OBJECTIVES: Of 431,288 new kidney cancer cases worldwide in 2020, AP has the highest incidence (~36% of all cases). RCC accounts for ~85% of all kidney neoplasms. This SLR summarizes AP evidence about patient characteristics and TP in RCC.

METHODS: Embase^®, Medline^®, and relevant congresses were searched for observational studies and clinical guidelines in advanced/metastatic or adjuvant RCC in AP. For the TP review, only systemic therapies were included. English language records published during 2016–2021 were included (2019–2021 for congresses).
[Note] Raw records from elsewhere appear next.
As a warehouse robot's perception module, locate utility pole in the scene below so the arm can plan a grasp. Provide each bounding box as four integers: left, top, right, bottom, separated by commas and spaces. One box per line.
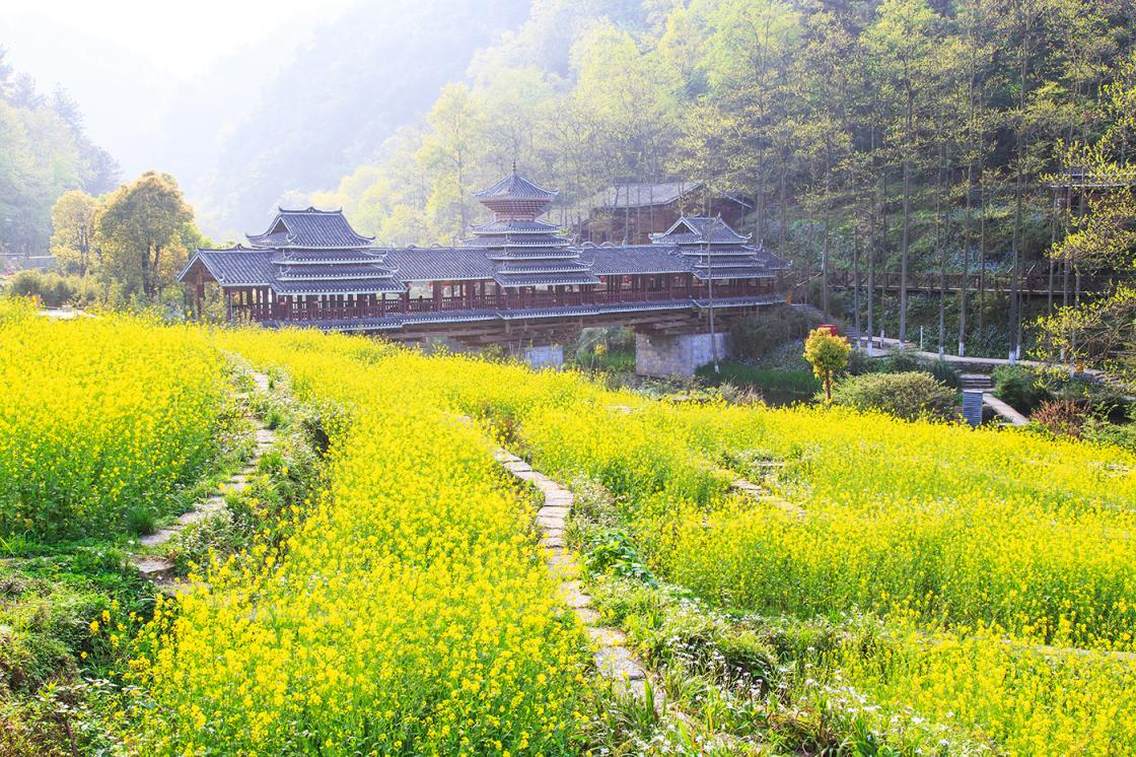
702, 213, 721, 375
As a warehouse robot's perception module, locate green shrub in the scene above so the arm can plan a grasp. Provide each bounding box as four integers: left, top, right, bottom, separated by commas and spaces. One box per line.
729, 306, 819, 360
8, 269, 102, 308
924, 360, 962, 389
696, 360, 820, 399
833, 371, 958, 421
878, 350, 925, 373
994, 365, 1053, 415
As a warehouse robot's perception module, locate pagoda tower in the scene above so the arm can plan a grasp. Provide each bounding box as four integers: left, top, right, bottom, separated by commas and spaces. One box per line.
467, 168, 600, 289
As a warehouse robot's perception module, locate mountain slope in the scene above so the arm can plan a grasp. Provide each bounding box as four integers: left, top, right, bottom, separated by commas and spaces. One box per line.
193, 0, 529, 235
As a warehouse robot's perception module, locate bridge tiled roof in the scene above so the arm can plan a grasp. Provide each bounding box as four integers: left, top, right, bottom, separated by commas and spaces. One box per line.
248, 208, 375, 250
181, 172, 787, 296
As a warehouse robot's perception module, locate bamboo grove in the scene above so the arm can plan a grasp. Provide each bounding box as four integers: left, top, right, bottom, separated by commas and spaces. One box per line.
316, 0, 1133, 356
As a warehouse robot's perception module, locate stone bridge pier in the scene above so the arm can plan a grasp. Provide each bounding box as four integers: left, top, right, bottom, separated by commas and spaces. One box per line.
635, 331, 729, 379
520, 344, 565, 371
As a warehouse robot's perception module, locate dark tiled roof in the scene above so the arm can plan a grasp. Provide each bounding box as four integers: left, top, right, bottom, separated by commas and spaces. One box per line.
273, 249, 383, 266
588, 182, 702, 209
469, 219, 560, 235
474, 172, 559, 201
385, 247, 494, 281
467, 234, 569, 249
587, 182, 753, 210
276, 263, 393, 281
181, 244, 788, 286
651, 216, 750, 244
272, 277, 406, 294
185, 247, 275, 286
248, 208, 374, 249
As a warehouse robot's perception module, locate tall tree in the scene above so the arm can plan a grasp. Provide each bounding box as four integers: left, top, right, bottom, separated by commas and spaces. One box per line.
866, 0, 936, 341
419, 84, 482, 240
51, 190, 99, 276
95, 172, 200, 301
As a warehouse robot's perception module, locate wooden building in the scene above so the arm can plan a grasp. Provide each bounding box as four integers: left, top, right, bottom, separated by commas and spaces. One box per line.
179, 173, 788, 338
574, 182, 753, 244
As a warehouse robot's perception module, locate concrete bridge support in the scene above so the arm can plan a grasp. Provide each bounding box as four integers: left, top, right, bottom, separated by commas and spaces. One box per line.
524, 344, 565, 371
635, 332, 727, 379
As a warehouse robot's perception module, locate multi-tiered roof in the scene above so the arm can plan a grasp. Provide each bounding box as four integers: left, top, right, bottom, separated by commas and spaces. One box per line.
248, 208, 404, 296
467, 170, 600, 288
651, 216, 788, 281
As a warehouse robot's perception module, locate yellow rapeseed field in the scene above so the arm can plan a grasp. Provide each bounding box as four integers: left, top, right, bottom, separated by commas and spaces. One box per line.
24, 309, 1117, 755
379, 350, 1136, 755
131, 332, 587, 755
0, 300, 226, 539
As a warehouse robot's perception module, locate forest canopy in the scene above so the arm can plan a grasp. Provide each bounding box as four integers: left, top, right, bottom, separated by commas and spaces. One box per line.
312, 0, 1133, 356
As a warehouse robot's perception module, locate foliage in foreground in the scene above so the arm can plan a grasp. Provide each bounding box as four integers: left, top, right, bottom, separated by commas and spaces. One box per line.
424, 350, 1136, 754
832, 371, 959, 421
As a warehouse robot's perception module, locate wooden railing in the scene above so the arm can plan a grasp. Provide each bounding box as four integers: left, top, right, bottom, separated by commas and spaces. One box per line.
232, 282, 777, 322
828, 271, 1113, 296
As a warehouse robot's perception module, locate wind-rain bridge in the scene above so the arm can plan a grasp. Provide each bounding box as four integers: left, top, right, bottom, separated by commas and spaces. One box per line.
179, 172, 788, 375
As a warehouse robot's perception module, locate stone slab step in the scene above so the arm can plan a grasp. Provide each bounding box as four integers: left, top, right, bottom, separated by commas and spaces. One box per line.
134, 555, 174, 581
560, 581, 592, 609
587, 625, 627, 647
139, 529, 177, 547
593, 647, 646, 681
536, 515, 565, 531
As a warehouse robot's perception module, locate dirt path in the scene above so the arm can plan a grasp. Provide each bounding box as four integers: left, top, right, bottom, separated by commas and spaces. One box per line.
496, 449, 646, 698
132, 373, 276, 589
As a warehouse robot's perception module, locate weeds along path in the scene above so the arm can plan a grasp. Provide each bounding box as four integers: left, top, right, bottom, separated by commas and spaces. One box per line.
495, 449, 660, 706
132, 371, 276, 591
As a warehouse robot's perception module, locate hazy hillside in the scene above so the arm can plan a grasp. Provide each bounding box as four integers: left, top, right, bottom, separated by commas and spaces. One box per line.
184, 0, 529, 235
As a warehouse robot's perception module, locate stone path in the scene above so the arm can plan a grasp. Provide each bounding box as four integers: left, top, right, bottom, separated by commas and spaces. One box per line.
729, 479, 804, 518
495, 449, 658, 705
983, 392, 1029, 426
132, 373, 276, 587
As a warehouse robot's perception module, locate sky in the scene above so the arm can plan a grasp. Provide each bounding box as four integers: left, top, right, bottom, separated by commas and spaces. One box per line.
0, 0, 354, 176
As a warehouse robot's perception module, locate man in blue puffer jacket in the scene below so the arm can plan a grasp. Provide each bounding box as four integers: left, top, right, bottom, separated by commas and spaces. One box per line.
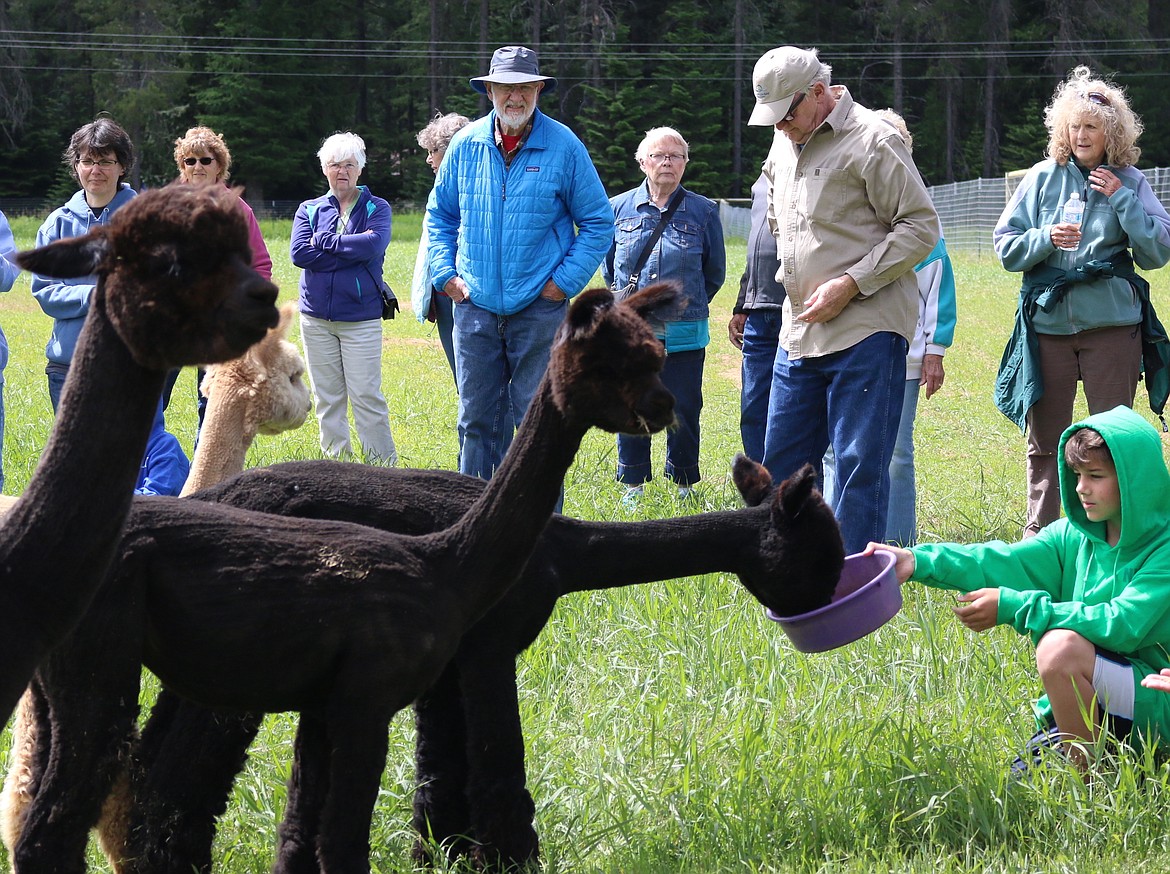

RESULTS: Of the 1,008 records obtained, 9 studies and 3 guidelines were included. Seven studies reported TP: 5 in metastatic (m)RCC (1L/2L), and 2 in adjuvant RCC. The most common class of 1L mRCC treatments was tyrosine kinase inhibitors (TKI)—mostly sunitinib (40.6–100%). Everolimus (13.2–85.2%) and axitinib (2–89%) were the most used 2L treatments in mRCC or unresectable/mRCC, respectively. The few guidelines published between 2016–2019 on adjuvant/advanced RCC made varied recommendations, and they reflected the evolving advanced RCC treatment landscape. The Indian Oncology Gold Standard expert group guidelines (2016) recommended 1L treatment of metastatic clear cell RCC (mccRCC) with a mammalian target of rapamycin inhibitor (mTORi), with everolimus being standard of care. The Hong Kong Urological Association/Hong Kong Society of Uro-oncology guidelines (2019) recommended immune-oncology (IO) for mccRCC following publication of phase 3 studies showing survival benefits with IO over sunitinib, or TKI if cost constrained. The Chinese National Health Commission guidelines (2018) recommended clinical trial enrollment as 1L for high-risk patients with ccRCC or TKI for low-risk patients. The Hong Kong guidelines recommended dose adjustment to manage TKI toxicities in Asian patients.

CONCLUSIONS: TKI/mTORi/IO are currently used to manage RCC, with TKIs being most used in 1L mRCC. Although the latest guideline suggested changing the paradigm towards IO-based regimens due to improved survival over sunitinib; this was not evident in the observational studies identified.